Traveling to Phoenix with kids? You picked one of the easiest cities in America to do it — half the attractions here were seemingly designed by parents who needed somewhere to be at 9 AM. We host families at our Desert Ridge home year-round (the fully fenced backyard and pack-n-play help), and this is the list we send when guests ask what to do with children. Drive times are from the house.
1. OdySea Aquarium & Butterfly Wonderland (~15 min). The Southwest’s biggest aquarium — sharks overhead in the tunnel, a sloth named Fernando, and a rotating ‘living gallery’ — shares a parking lot with a rainforest atrium where butterflies land on your kids’ heads. One outing, two attractions, zero meltdowns.

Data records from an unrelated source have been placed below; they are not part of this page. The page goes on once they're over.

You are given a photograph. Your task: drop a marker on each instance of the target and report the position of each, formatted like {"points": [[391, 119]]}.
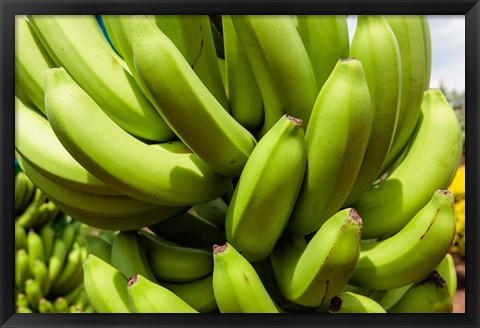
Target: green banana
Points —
{"points": [[430, 295], [146, 296], [389, 205], [160, 177], [275, 169], [312, 273], [326, 41], [198, 293], [164, 71], [31, 62], [375, 45], [106, 287], [129, 255], [409, 35], [172, 262], [244, 97], [280, 64], [336, 142], [349, 302], [236, 285], [77, 44], [396, 261]]}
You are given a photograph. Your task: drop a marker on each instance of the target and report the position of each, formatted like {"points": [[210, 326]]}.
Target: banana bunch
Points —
{"points": [[48, 267], [242, 163]]}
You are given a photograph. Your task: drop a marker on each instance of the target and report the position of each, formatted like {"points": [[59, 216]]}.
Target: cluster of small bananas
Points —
{"points": [[304, 159], [49, 256]]}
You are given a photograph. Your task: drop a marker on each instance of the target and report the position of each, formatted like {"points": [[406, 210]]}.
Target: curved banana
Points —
{"points": [[198, 293], [349, 302], [77, 44], [397, 261], [129, 255], [430, 295], [146, 296], [312, 274], [275, 169], [244, 97], [389, 205], [31, 62], [108, 152], [236, 285], [326, 41], [409, 35], [280, 64], [185, 103], [375, 45], [105, 286], [172, 262], [336, 141]]}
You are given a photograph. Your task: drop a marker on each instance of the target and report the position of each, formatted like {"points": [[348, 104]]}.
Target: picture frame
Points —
{"points": [[10, 8]]}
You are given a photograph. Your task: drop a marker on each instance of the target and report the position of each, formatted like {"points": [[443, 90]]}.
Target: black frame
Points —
{"points": [[9, 8]]}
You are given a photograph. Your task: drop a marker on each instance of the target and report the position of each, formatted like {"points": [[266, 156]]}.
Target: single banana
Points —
{"points": [[396, 261], [280, 64], [312, 273], [164, 71], [389, 205], [77, 44], [129, 255], [430, 295], [326, 41], [198, 293], [375, 45], [236, 285], [336, 142], [409, 35], [274, 170], [172, 262], [244, 97], [160, 177], [146, 296], [31, 62], [105, 286], [349, 302]]}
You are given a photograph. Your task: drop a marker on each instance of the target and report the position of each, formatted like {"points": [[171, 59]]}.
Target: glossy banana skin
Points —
{"points": [[103, 148], [389, 205], [396, 261], [280, 64], [78, 45], [274, 171], [312, 274], [163, 71], [376, 46], [336, 141], [326, 41], [236, 285]]}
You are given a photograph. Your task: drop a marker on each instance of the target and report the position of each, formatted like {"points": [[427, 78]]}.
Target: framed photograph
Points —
{"points": [[230, 163]]}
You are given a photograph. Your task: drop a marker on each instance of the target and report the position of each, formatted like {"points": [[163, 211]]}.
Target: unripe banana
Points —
{"points": [[280, 64], [375, 45], [163, 72], [336, 141], [397, 261], [312, 274], [146, 296], [77, 44], [349, 302], [236, 285], [274, 170], [326, 41], [103, 148], [389, 205], [105, 286]]}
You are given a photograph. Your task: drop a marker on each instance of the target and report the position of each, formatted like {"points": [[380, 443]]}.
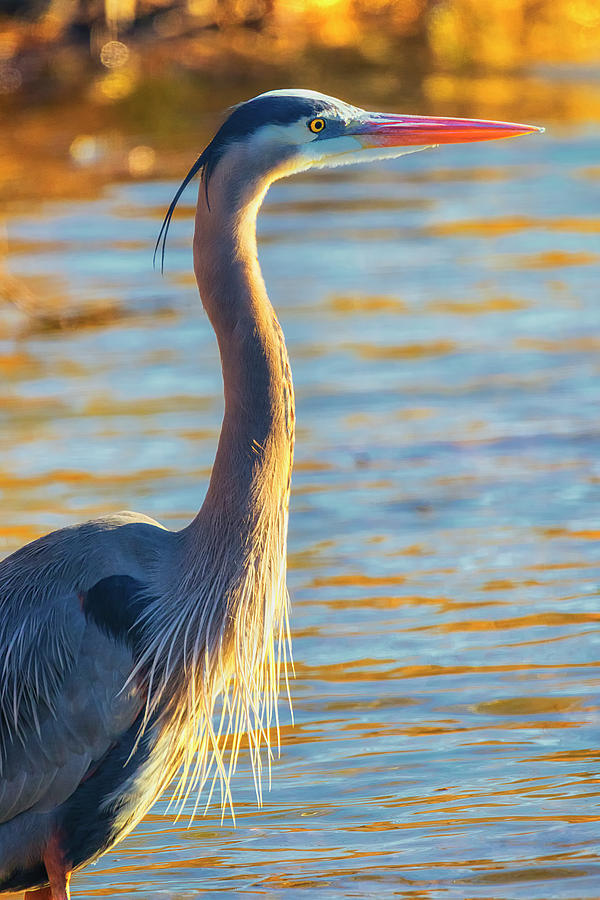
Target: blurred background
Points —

2. McCormick-Stillman Railroad Park (~18 min). Rideable miniature trains, a 1950 carousel, museums, and shaded playgrounds — for a few dollars a ride. Generations of Scottsdale kids grew up here and it has not lost a step. Go in the morning, picnic under the ramadas.
3. Musical Instrument Museum (~8 min). Sounds adult; is not. The Experience Gallery lets kids play instruments from around the world — including a gong the size of a kiddie pool — and the wireless headsets make every exhibit feel like magic. Air-conditioned, stroller-friendly, brilliant.
4. Desert Ridge Marketplace splash pad (~5 min). Free, five minutes away, next to ice cream. On a 105°F afternoon, this is not a suggestion, it is a survival strategy. The AMC theater next door handles the hottest hour of the day.
5. Lookout Mountain easy loop (~8 min). Skip the summit and walk the lower Circumference Trail: flat enough for confident little legs, with lizards, jackrabbits, and saguaros to count. Go at 7 AM, bring more water than seems reasonable, and you will raise tiny hikers.
6. Phoenix Zoo (~25 min). One of the largest non-profit zoos in the country. The Africa Trail before 10 AM is when the animals show up for work; the splash pad and carousel handle the afternoon. November–January, come back at night for ZooLights.
7. Spring training (Feb–March, ~20 min). Salt River Fields lawn tickets cost less than a pizza. Kids sprawl on the grass, players sign autographs along the fence, and nobody minds when your toddler narrates the game.
THE SECRET WEAPON: the house itself. Our guests with kids tell us the pool is the real headliner — saltwater (gentler on eyes), with pool toys in the garage, a fenced yard, and a pack-n-play, high chair, baby bath and monitor available so you can pack light. Board games and a pool table cover the evenings. Plan one outing per day, swim the rest, and everyone goes home happy — parents included.
WHERE TO EAT WITH KIDS: Oregano’s (5 minutes) is the family dinner cheat code — pizza, pasta, and the famous Pizza Cookie dessert that buys you twenty minutes of silence. Yard House’s menu has something for every picky eater, the Desert Ridge food options surround the splash pad, and Snooze does kid pancakes that look like art. For a treat run, there is ice cream within sight of the splash pad.
NAP-TIME LOGISTICS, FROM PARENTS WHO HOST PARENTS: the house layout helps — bedrooms are spread out enough that an afternoon crib nap survives a pool party, the playroom keeps early risers busy, and blackout-friendly shades in the bedrooms make 7 PM bedtimes plausible even in summer when the sun has other ideas. Strollers roll easily at MIM, OdySea, the zoo and the railroad park; only Camelback is off the stroller list.